Niet wat je níét weet brengt je in problemen, maar wat je denkt zeker te weten. (toegeschreven aan Mark Twain)
De Titanic kon niet zinken, dus waren reddingsboten niet nodig. Professionele pokerspelers weten, dat je je geld niet verliest met slechte kaarten, maar op de hand waarvan je zeker weet dat je er niet mee kunt verliezen. Het idee van ‘dat je zeker weet dat je zal winnen’ zorgt ervoor dat andere signalen genegeerd worden.
Bij groepen krijg je bovendien te maken met fenomenen als groepsdwang, tunnelvisie of peer pressure. Wanneer de baas niet twijfelt en de anderen niet reageren, wie durft dan openlijk te twijfelen?
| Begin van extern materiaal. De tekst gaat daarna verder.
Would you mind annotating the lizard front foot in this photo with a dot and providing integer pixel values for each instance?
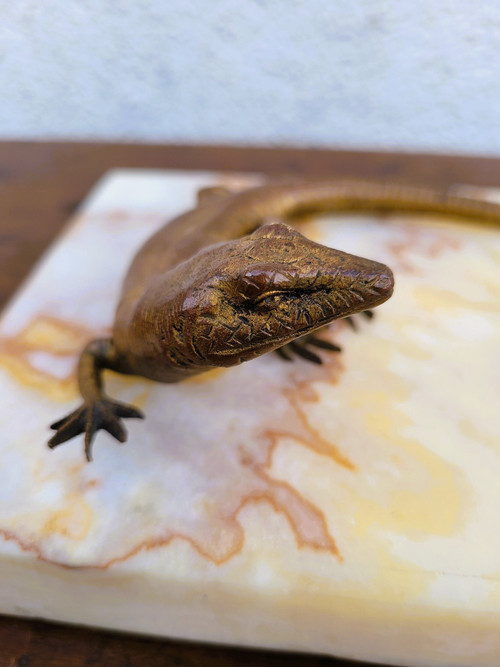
(301, 347)
(89, 418)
‘Twijfel is onaangenaam, zekerheid is absurd’, leerde ik van Voltaire. Ik gebruikte het voor de inleiding van mijn boek, Faciliteren als Tweede Beroep. Je eerste beroep, daarover heb je kennis en ervaring. Daarvan weet je het zeker. In je tweede beroep, gaat het om onzekerheid, twijfel.
De zekerheid in het team moet dus plaatsmaken voor twijfel. Dat kan door ‘afleiding’: verleg de aandacht naar andere zaken. Heel eenvoudig werkt het gebruik van beeldkaarten. Laat de deelnemers, eventueel “blind”, een kaart met een beeld kiezen. Wat zegt deze (toevallige) kaart over de zogenaamd zekere situatie? Zonder dat de deelnemers het beseffen, breng je een stukje onzekerheid in.
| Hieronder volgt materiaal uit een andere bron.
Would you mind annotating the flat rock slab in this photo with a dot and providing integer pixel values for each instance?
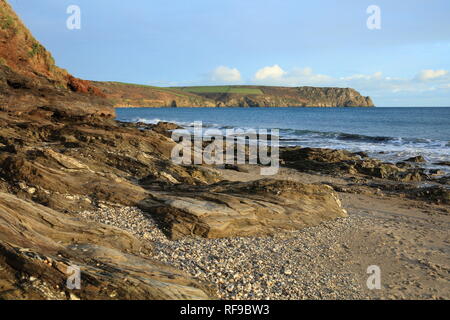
(38, 244)
(262, 207)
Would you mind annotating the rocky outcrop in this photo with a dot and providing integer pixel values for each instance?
(29, 77)
(129, 95)
(38, 245)
(263, 207)
(339, 162)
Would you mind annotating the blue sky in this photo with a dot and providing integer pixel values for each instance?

Overigens luisterde Romeinse generaals naar hun “waarzeggers”. Die keken naar een lever of overvliegende vogels. Op die manier voorkwamen ze, dat ze handelden op basis van ze “zeker weten over de vijand”.
Het paradoxale feit doet zich voor, dat een random element inbrengen in een zekere situatie de kansen vergroot dat het goed gaat. Gewoon maar wat doen.
Maak deelnemers alert, dan gaan ze over andere dingen anders na denken dan over hun ‘zekerheden’. Gebruik het absurde om met meer zekerheid te werk te gaan.